I didn’t expect that something would be eye shadow.

It happened on the first weekend. I stood in the door of my guest house, watching people headed to a wedding reception on the roof. It was easy to tell who had organized the affair. A group of women wore identical hot pink cotton blouses and skirts sewn in the traditional Senegalese style. They had coordinated their makeup, too. Their eye shadow and even their lipstick were as pink as their clothes.

I was stunned. In America, black women don’t wear colors like that.

We wear earth tones, deep golds and coppers, maybe a silver occasionally as a highlight. We outline our eyes with a black or brown pencil, or perhaps navy-blue if we’re adventurous. But bright pastels aren’t our colors. They belong to the white women whose skin supposedly provides a better palette for such tints.

So there I stood, an ocean away from home, in a place I hoped would provide a refuge from the burden of race. Instead, I was once again confronting the fact that race colored my most mundane decisions: the makeup I bought, the colors I chose for my clothes.

African Americans have always had an ambivalent relationship with color. We love so-called high-effect hues like red, orange and purple. But Eurocentric society used our affection as proof of our inherent inferiority. They claimed the colors we loved were “loud” and jarring. In a bid for acceptance, many blacks abandoned bright colors for a paler, more acceptable palette.

Both men and women got the message. I’m old enough to remember when my father wouldn’t wear anything red because he was convinced that he was way too dark for such a bright color.
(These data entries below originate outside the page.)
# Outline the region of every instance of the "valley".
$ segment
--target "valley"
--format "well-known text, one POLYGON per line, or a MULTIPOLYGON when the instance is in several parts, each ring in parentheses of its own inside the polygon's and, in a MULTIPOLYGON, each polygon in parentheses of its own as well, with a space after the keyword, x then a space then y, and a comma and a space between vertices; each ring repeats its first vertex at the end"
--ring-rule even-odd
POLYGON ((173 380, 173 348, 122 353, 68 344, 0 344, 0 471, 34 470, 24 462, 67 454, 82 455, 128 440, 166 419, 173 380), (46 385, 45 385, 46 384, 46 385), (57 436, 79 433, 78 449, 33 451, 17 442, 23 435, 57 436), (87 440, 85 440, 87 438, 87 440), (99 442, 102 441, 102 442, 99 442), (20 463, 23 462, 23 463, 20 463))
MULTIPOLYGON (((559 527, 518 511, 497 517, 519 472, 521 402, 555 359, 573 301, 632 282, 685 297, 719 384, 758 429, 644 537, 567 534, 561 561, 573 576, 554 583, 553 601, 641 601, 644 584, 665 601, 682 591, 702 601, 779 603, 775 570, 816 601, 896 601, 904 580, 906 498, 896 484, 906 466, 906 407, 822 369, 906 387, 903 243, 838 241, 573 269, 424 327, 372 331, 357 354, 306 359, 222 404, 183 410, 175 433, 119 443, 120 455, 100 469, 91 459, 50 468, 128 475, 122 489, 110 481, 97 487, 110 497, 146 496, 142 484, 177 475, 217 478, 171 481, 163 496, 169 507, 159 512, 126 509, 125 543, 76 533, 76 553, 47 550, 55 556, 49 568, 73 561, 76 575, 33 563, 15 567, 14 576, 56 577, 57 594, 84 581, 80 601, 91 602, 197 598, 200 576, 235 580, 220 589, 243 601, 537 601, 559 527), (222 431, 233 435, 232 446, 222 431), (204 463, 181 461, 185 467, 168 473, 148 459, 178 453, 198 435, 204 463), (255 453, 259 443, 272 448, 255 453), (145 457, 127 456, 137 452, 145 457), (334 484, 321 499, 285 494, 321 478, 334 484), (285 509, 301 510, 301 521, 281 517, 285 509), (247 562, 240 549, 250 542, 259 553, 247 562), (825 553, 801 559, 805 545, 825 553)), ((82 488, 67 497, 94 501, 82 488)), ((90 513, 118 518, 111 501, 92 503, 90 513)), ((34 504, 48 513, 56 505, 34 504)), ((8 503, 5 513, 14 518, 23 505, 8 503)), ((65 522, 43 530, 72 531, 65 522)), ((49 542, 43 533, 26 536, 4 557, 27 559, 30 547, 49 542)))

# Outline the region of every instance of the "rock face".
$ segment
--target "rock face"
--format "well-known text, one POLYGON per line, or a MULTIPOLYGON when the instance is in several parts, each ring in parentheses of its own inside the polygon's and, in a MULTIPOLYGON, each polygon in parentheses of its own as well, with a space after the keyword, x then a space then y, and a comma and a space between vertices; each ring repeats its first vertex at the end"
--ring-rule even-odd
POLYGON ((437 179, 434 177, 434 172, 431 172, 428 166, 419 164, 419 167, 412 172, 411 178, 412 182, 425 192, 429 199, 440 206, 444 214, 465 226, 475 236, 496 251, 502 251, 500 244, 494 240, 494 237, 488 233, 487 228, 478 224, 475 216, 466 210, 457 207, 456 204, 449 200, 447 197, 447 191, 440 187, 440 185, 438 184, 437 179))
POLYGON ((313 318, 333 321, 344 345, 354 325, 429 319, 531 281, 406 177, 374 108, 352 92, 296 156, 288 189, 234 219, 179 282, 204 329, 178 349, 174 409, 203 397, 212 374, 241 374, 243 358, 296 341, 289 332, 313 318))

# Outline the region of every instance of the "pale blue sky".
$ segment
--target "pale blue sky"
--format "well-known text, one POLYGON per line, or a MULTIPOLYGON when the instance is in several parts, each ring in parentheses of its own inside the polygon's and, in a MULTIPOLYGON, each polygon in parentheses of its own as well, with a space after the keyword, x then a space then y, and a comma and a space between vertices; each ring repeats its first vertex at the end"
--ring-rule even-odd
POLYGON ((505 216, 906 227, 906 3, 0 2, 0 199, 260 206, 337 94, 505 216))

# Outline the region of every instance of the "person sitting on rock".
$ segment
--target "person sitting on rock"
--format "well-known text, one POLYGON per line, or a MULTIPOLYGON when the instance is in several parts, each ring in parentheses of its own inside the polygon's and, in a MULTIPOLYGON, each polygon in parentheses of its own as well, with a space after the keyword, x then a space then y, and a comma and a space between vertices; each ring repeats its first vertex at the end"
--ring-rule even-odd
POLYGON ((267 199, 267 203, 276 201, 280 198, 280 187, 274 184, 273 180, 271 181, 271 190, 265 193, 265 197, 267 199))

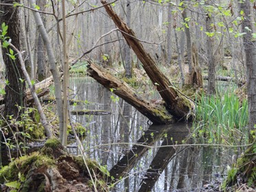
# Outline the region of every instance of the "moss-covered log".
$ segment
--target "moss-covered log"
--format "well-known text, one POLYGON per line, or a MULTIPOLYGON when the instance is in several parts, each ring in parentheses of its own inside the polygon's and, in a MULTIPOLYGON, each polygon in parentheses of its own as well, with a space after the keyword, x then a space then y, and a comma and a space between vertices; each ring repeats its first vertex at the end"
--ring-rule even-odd
POLYGON ((161 97, 165 102, 167 111, 176 119, 186 118, 194 109, 194 103, 182 96, 175 89, 169 79, 158 69, 152 57, 144 49, 143 45, 136 37, 135 33, 114 12, 106 1, 101 0, 109 16, 119 28, 126 41, 142 63, 142 67, 149 76, 161 97))
POLYGON ((90 76, 108 89, 111 89, 113 93, 134 106, 153 122, 168 124, 173 122, 172 116, 164 107, 140 97, 127 83, 114 77, 106 70, 94 63, 90 63, 87 67, 90 76))

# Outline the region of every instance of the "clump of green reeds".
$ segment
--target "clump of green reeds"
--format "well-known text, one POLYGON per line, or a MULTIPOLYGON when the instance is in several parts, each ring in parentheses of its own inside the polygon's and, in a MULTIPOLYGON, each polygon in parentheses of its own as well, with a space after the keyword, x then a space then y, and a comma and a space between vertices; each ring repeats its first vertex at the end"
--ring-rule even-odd
POLYGON ((237 144, 246 137, 247 100, 239 101, 234 93, 222 96, 202 95, 197 101, 193 122, 195 138, 209 143, 237 144))

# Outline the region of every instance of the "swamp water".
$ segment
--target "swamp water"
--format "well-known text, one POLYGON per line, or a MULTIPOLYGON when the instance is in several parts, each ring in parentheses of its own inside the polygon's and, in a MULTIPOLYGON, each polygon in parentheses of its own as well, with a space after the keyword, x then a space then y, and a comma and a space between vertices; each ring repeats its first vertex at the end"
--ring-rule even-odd
POLYGON ((117 182, 111 191, 201 191, 220 181, 232 163, 234 149, 190 145, 187 124, 150 125, 91 78, 72 78, 70 87, 75 93, 71 98, 84 101, 72 110, 109 112, 72 118, 87 129, 83 143, 88 156, 106 165, 117 182))

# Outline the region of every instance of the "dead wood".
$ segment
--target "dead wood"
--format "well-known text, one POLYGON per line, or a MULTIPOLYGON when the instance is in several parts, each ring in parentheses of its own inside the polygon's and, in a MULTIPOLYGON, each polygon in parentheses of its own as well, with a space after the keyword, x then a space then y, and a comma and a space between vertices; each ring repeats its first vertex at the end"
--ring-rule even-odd
POLYGON ((198 54, 195 43, 192 43, 192 56, 191 56, 191 72, 186 75, 185 85, 189 85, 193 88, 202 87, 203 81, 202 78, 201 68, 198 63, 198 54))
POLYGON ((173 122, 172 116, 160 105, 156 105, 140 96, 125 82, 121 81, 109 73, 106 70, 95 63, 87 66, 90 76, 107 89, 134 106, 138 111, 157 124, 167 124, 173 122))
POLYGON ((152 83, 165 102, 167 111, 176 119, 183 119, 194 109, 194 103, 188 100, 171 83, 164 74, 158 69, 151 56, 144 49, 143 45, 136 39, 133 30, 118 17, 111 7, 104 0, 100 1, 105 5, 107 13, 116 25, 121 31, 126 41, 134 50, 142 63, 142 67, 152 83))
POLYGON ((72 115, 94 115, 94 116, 104 116, 111 114, 110 111, 103 110, 73 110, 71 112, 72 115))
MULTIPOLYGON (((208 76, 203 76, 204 80, 208 80, 208 76)), ((238 82, 233 77, 231 76, 217 76, 215 77, 216 81, 232 81, 237 83, 239 86, 242 86, 246 83, 245 81, 239 80, 238 82)))

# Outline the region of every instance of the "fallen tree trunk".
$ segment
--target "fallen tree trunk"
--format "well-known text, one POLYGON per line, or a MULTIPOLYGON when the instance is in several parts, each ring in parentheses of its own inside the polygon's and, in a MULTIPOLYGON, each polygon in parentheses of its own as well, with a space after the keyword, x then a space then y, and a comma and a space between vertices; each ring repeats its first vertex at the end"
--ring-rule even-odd
POLYGON ((103 67, 89 63, 87 72, 90 76, 108 89, 111 89, 113 93, 134 106, 153 123, 168 124, 174 122, 172 116, 163 107, 141 98, 127 83, 116 78, 103 67))
MULTIPOLYGON (((203 76, 204 80, 208 80, 208 76, 203 76)), ((231 76, 215 76, 216 81, 232 81, 235 83, 237 83, 238 85, 242 86, 242 85, 244 85, 246 82, 245 81, 239 80, 236 81, 234 78, 231 76)))
POLYGON ((151 56, 145 50, 143 45, 136 39, 133 30, 118 17, 113 11, 111 6, 104 0, 100 1, 105 5, 107 13, 121 31, 126 41, 142 63, 142 67, 149 78, 156 85, 157 90, 165 102, 164 105, 167 111, 178 120, 187 118, 193 112, 194 103, 177 90, 158 69, 151 56))

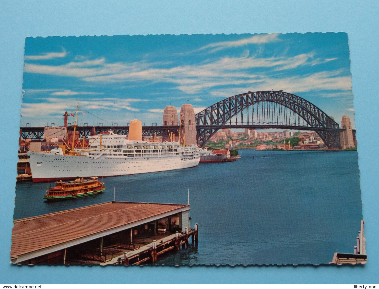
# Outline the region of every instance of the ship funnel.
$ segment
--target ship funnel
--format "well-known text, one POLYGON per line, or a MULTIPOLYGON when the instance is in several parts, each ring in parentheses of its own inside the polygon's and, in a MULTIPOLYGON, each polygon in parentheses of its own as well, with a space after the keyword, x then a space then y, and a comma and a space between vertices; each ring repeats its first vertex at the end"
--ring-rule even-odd
POLYGON ((142 123, 137 119, 130 121, 129 139, 130 141, 142 140, 142 123))

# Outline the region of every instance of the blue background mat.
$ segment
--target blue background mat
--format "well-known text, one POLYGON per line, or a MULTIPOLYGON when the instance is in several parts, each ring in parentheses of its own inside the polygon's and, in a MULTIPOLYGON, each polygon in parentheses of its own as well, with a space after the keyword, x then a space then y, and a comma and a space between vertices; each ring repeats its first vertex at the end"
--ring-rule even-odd
POLYGON ((0 282, 378 283, 378 8, 373 1, 0 2, 0 282), (99 268, 9 264, 26 37, 340 31, 349 38, 366 265, 99 268))

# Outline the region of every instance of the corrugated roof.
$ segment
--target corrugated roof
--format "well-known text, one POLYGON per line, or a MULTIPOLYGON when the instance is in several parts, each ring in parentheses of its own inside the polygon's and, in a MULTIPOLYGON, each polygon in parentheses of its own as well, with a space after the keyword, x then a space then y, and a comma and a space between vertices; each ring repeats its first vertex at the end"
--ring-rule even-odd
POLYGON ((110 202, 14 221, 11 257, 169 212, 188 205, 110 202))

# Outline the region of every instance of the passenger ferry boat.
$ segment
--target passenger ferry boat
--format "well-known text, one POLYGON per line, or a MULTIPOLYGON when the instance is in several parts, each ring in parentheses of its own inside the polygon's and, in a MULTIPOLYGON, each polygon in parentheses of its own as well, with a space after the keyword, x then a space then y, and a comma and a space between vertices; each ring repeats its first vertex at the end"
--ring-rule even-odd
POLYGON ((46 191, 44 198, 48 201, 56 201, 96 195, 105 189, 104 183, 97 179, 95 177, 86 179, 77 178, 74 181, 66 182, 59 181, 55 187, 46 191))
POLYGON ((111 177, 195 167, 200 161, 197 145, 175 142, 130 141, 111 131, 89 137, 87 150, 66 154, 64 148, 49 152, 28 152, 33 182, 111 177), (92 143, 91 143, 92 142, 92 143))

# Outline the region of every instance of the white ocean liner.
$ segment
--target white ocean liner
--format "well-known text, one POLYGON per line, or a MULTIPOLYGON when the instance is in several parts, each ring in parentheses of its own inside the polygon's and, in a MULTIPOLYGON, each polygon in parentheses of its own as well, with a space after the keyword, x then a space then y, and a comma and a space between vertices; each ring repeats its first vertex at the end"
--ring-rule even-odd
POLYGON ((195 145, 129 141, 112 131, 89 137, 89 149, 76 150, 76 155, 65 155, 60 148, 28 152, 33 181, 176 170, 196 166, 200 160, 200 149, 195 145))

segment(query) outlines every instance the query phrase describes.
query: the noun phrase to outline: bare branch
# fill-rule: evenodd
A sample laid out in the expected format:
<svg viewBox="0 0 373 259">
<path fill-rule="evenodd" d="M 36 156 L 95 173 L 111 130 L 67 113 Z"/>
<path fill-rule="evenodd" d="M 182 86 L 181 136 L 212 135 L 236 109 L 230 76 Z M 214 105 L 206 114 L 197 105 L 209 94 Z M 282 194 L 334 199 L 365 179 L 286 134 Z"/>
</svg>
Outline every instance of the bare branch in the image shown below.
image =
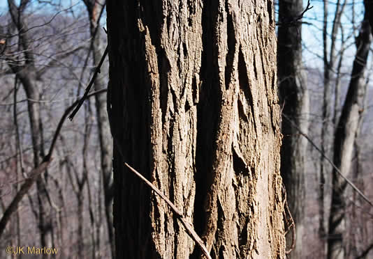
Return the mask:
<svg viewBox="0 0 373 259">
<path fill-rule="evenodd" d="M 139 172 L 138 172 L 136 170 L 135 170 L 133 168 L 132 168 L 131 166 L 129 166 L 127 163 L 124 163 L 126 166 L 127 166 L 131 171 L 135 173 L 136 175 L 138 175 L 142 181 L 144 181 L 150 188 L 153 189 L 156 192 L 156 194 L 159 195 L 161 198 L 162 198 L 167 204 L 171 207 L 173 212 L 177 215 L 177 219 L 182 221 L 182 224 L 185 227 L 185 229 L 186 230 L 186 232 L 189 235 L 189 236 L 200 246 L 202 251 L 203 252 L 203 254 L 206 258 L 208 259 L 211 259 L 211 256 L 210 255 L 209 251 L 207 251 L 207 249 L 205 246 L 205 244 L 203 244 L 203 241 L 200 239 L 200 237 L 198 236 L 198 235 L 196 233 L 193 227 L 191 226 L 191 223 L 187 222 L 184 217 L 182 213 L 176 207 L 176 206 L 170 201 L 166 196 L 163 195 L 156 188 L 152 182 L 149 182 L 147 178 L 145 178 L 142 175 L 141 175 Z"/>
<path fill-rule="evenodd" d="M 78 111 L 79 111 L 79 109 L 80 109 L 80 107 L 83 104 L 85 100 L 87 99 L 88 96 L 88 93 L 89 93 L 89 90 L 91 90 L 93 83 L 94 82 L 94 80 L 96 79 L 96 77 L 97 77 L 97 74 L 98 74 L 101 72 L 102 64 L 103 63 L 103 61 L 105 60 L 105 58 L 106 57 L 106 55 L 108 54 L 108 46 L 106 46 L 106 49 L 105 49 L 105 52 L 103 52 L 103 55 L 101 57 L 101 60 L 100 61 L 98 65 L 96 68 L 92 79 L 91 79 L 91 81 L 88 84 L 88 86 L 87 86 L 87 88 L 85 88 L 85 93 L 83 97 L 79 100 L 79 103 L 78 104 L 76 108 L 73 111 L 70 116 L 68 116 L 68 118 L 70 119 L 70 120 L 73 120 L 75 115 L 76 114 Z"/>
<path fill-rule="evenodd" d="M 302 23 L 300 20 L 303 18 L 305 13 L 307 11 L 314 8 L 314 6 L 311 6 L 311 2 L 309 0 L 308 0 L 306 8 L 305 8 L 305 10 L 303 10 L 302 13 L 299 14 L 299 15 L 295 17 L 281 17 L 279 19 L 279 20 L 281 20 L 283 22 L 277 22 L 276 23 L 276 25 L 291 26 L 295 26 L 300 23 Z"/>
<path fill-rule="evenodd" d="M 107 91 L 106 88 L 96 91 L 89 95 L 87 95 L 87 97 L 90 97 L 95 95 L 104 93 L 106 91 Z M 51 161 L 52 160 L 52 154 L 53 152 L 53 150 L 56 145 L 57 137 L 59 134 L 61 129 L 62 128 L 62 125 L 64 125 L 64 123 L 65 122 L 65 120 L 67 116 L 68 115 L 68 113 L 71 112 L 71 111 L 73 109 L 74 109 L 75 106 L 77 106 L 80 103 L 79 102 L 80 100 L 75 101 L 73 104 L 71 104 L 71 106 L 70 106 L 68 108 L 66 109 L 66 110 L 64 113 L 64 115 L 61 118 L 61 120 L 59 120 L 59 123 L 57 125 L 57 128 L 56 129 L 56 131 L 54 132 L 54 135 L 53 136 L 53 140 L 52 141 L 52 143 L 50 145 L 50 148 L 49 149 L 48 153 L 44 157 L 44 159 L 43 159 L 43 162 L 38 166 L 32 169 L 27 174 L 29 175 L 29 178 L 25 180 L 24 183 L 21 186 L 21 189 L 17 193 L 17 194 L 15 195 L 15 197 L 13 198 L 13 200 L 12 201 L 10 204 L 8 206 L 8 207 L 5 210 L 3 217 L 1 217 L 1 219 L 0 220 L 0 236 L 1 236 L 1 234 L 3 234 L 5 230 L 5 228 L 6 226 L 6 223 L 9 221 L 9 219 L 10 219 L 10 216 L 14 212 L 17 210 L 17 208 L 18 207 L 18 204 L 22 201 L 24 194 L 26 194 L 27 191 L 29 190 L 29 189 L 31 187 L 32 185 L 34 184 L 35 180 L 37 179 L 38 176 L 47 169 Z"/>
<path fill-rule="evenodd" d="M 285 118 L 286 120 L 288 120 L 288 122 L 291 124 L 291 125 L 293 127 L 294 127 L 294 128 L 295 130 L 297 130 L 302 136 L 303 136 L 305 138 L 307 139 L 307 140 L 311 143 L 311 145 L 314 148 L 315 148 L 316 150 L 317 151 L 319 151 L 320 152 L 320 154 L 321 154 L 321 155 L 326 159 L 326 161 L 328 161 L 328 162 L 329 162 L 329 164 L 330 164 L 330 165 L 335 169 L 335 171 L 337 173 L 338 173 L 338 174 L 343 179 L 344 179 L 346 182 L 347 184 L 349 184 L 349 185 L 350 185 L 352 187 L 352 189 L 353 189 L 353 190 L 355 190 L 358 193 L 358 194 L 359 194 L 364 199 L 364 201 L 365 201 L 367 203 L 368 203 L 370 205 L 370 206 L 373 207 L 373 203 L 372 203 L 372 201 L 370 201 L 369 200 L 369 198 L 358 187 L 356 187 L 356 186 L 351 181 L 350 181 L 346 176 L 344 176 L 341 173 L 341 171 L 338 168 L 338 167 L 337 167 L 337 166 L 335 164 L 334 164 L 334 163 L 332 162 L 332 160 L 330 160 L 329 159 L 329 157 L 328 157 L 326 156 L 326 155 L 325 155 L 325 153 L 321 151 L 321 150 L 314 143 L 314 142 L 312 141 L 312 140 L 306 134 L 303 133 L 302 132 L 302 130 L 300 130 L 299 127 L 298 127 L 297 125 L 295 123 L 294 123 L 294 122 L 293 120 L 291 120 L 288 116 L 286 116 L 286 114 L 282 113 L 282 116 L 284 116 L 284 118 Z"/>
</svg>

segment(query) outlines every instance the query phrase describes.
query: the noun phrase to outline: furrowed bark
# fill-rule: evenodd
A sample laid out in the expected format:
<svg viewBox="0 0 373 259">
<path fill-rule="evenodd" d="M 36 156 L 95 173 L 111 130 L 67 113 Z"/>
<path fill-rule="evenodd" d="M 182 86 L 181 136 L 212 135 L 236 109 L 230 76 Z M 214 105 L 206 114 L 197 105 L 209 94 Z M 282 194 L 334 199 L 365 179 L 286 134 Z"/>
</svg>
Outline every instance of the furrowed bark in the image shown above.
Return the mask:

And that is one reason why my own closet is a paint box. I wear warm colors like oranges and peaches, accented with an occasional beige or cream. My blouses and dresses do more than compliment my complexion. They symbolize my insistence that I will not compromise my identity in order to fit into a society that, quite frankly, views people like me with disdain.

The Senegalese women, however, were much less self-conscious than I. No one had told them that certain shades of eye shadow and make-up should be reserved for whites, or that wearing certain colors confirms and reinforces white society’s stereotypes about blacks.

Why would those issues even come up? White folks are barely a presence in Senegal. During the two weeks I stayed in the Dakar, I could count the whites I saw on one hand. Even the generic images I saw on billboards and in advertisements were of black people.

No, the women I was watching didn’t need the us-them division that had ordered my life. They don’t have to wonder whether the brightness of their clothes or the style of their hair would be used to bar their economic and social progress.

So they wore eye shadow in eye-popping colors: a blue so bright and pure, it seemed to be pulled from the cloudless sky that greeted me each morning; a green that reminded me of the Granny Smith apples I’d bought before I left the United States.

I smiled as I watched these beautiful women running up and down the stairs. Theirs wasn’t a style I would imitate, but it was a point of view I could appreciate.

In that moment, I began to get what I wanted most from my visit to Africa: the freedom of being in a place where nothing seemed to refer to race — not even the make-up.